This work addresses the hallucination and visual grounding issues in existing video event prediction methods, which arise from prematurely converting visual reasoning into text and thereby discarding fine-grained motion, geometric, and interaction cues. To overcome this limitation, the authors propose Future-L1, a novel framework that alternates between language tokens and continuous latent visual segments during autoregressive decoding, introducing for the first time an interleaved latent visual reasoning mechanism that preserves intermediate visual semantics to enable synergistic language-vision reasoning. Coupled with a newly curated Future-L1-50K dataset and a latent-aware reinforcement learning objective—LA-DAPO, incorporating outcome comparison and temporal diversity rewards—the method significantly boosts performance: it improves Qwen3-VL-8B’s score on FutureBench from 61.0 to 85.4, surpassing Video-CoE by 10.4 points, and raises the average score on TwiFF-Bench from 2.44 to 3.04, markedly enhancing visual consistency and prediction accuracy.

Video event prediction (VEP) requires models to infer unobserved future states from partial video evidence. Existing video MLLMs usually verbalize intermediate future reasoning in text space: once visual evidence is verbalized, fine-grained motion, geometry, and interaction cues can be lost, leading to plausible but visually ungrounded hallucinations. We introduce Future-L1, an interleaved latent visual reasoning framework that lets an MLLM alternate between language tokens and continuous latent visual spans during autoregressive decoding.
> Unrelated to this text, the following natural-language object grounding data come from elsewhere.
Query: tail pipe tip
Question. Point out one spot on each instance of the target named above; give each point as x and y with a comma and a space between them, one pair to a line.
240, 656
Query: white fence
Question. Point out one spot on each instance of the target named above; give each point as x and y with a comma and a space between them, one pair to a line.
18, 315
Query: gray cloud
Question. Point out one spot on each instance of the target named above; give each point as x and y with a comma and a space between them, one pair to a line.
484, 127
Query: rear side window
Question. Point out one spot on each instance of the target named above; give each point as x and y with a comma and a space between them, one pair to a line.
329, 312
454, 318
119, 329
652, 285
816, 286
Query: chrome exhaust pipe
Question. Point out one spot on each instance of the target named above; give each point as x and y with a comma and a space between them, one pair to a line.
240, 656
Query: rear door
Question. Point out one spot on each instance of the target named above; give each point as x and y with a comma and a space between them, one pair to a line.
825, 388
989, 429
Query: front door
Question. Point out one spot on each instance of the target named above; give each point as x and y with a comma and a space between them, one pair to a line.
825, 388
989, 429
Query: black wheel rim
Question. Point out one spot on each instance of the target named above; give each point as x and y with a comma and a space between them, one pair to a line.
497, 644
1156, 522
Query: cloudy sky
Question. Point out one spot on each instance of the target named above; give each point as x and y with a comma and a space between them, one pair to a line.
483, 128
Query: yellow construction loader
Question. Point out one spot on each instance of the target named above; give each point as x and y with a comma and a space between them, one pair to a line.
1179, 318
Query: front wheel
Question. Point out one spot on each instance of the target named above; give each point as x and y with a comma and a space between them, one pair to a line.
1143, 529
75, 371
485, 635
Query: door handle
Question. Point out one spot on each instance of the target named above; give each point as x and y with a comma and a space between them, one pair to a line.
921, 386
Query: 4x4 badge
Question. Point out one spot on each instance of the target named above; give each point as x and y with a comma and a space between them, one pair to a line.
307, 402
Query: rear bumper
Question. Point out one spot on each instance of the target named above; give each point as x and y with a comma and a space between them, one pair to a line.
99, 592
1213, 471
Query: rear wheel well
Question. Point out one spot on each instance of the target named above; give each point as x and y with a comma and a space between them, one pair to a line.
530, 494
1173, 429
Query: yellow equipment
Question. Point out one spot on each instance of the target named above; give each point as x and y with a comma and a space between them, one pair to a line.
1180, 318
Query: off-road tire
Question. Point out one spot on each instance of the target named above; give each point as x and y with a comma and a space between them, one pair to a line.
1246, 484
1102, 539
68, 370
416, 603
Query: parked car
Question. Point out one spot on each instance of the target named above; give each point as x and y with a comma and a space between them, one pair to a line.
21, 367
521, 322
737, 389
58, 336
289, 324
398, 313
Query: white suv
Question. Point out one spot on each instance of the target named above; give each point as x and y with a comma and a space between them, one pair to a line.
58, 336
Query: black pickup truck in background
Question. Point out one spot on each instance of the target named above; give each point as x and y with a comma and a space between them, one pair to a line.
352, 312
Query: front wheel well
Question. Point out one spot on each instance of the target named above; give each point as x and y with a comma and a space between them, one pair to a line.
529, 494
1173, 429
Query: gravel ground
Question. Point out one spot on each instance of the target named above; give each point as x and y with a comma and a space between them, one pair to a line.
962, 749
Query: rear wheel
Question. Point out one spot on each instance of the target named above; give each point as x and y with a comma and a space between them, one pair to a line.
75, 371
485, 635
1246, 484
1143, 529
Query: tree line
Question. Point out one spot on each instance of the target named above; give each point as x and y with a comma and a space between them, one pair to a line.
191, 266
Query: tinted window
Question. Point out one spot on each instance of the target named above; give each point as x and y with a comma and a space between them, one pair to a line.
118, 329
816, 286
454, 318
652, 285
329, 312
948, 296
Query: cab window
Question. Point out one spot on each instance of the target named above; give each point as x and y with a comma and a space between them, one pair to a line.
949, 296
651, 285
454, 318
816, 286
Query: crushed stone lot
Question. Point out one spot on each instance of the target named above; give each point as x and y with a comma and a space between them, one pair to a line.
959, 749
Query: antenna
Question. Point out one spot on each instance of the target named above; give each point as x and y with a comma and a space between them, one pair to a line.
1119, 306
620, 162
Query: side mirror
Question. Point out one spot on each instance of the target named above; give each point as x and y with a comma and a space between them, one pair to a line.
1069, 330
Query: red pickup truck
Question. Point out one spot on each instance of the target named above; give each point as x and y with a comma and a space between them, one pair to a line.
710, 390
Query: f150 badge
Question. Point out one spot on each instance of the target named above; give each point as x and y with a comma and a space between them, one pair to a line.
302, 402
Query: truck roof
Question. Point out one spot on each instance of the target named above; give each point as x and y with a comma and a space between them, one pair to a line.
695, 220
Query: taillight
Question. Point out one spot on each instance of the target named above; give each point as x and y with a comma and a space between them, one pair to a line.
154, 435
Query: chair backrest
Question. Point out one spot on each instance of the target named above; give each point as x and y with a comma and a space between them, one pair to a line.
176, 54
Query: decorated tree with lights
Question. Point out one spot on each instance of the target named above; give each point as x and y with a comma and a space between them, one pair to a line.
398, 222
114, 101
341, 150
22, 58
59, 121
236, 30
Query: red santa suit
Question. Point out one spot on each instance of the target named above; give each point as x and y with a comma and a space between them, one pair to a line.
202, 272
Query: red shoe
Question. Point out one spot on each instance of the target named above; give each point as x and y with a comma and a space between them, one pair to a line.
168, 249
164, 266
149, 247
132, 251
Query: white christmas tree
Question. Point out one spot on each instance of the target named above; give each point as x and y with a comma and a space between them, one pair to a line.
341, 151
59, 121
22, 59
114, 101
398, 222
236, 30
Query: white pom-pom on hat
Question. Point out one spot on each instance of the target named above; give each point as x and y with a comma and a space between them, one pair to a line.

To train this capability, we construct Future-L1-50K by selecting examples where future visual hints help prediction and align latent states to future-frame embeddings, then further optimize sampled latent trajectories with LA-DAPO, a latent-aware RL objective with outcome-contrastive and temporal-diversity rewards. Future-L1 achieves new state-of-the-art results on both benchmarks: on FutureBench, it improves Qwen3-VL-8B from 61.0 to 85.4 and exceeds the previous best Video-CoE by 10.4 points; on TwiFF-Bench, it improves the average score from 2.44 to 3.04. These results suggest that future-oriented video reasoning benefits from preserving intermediate visual semantics in latent space rather than translating every reasoning step into text.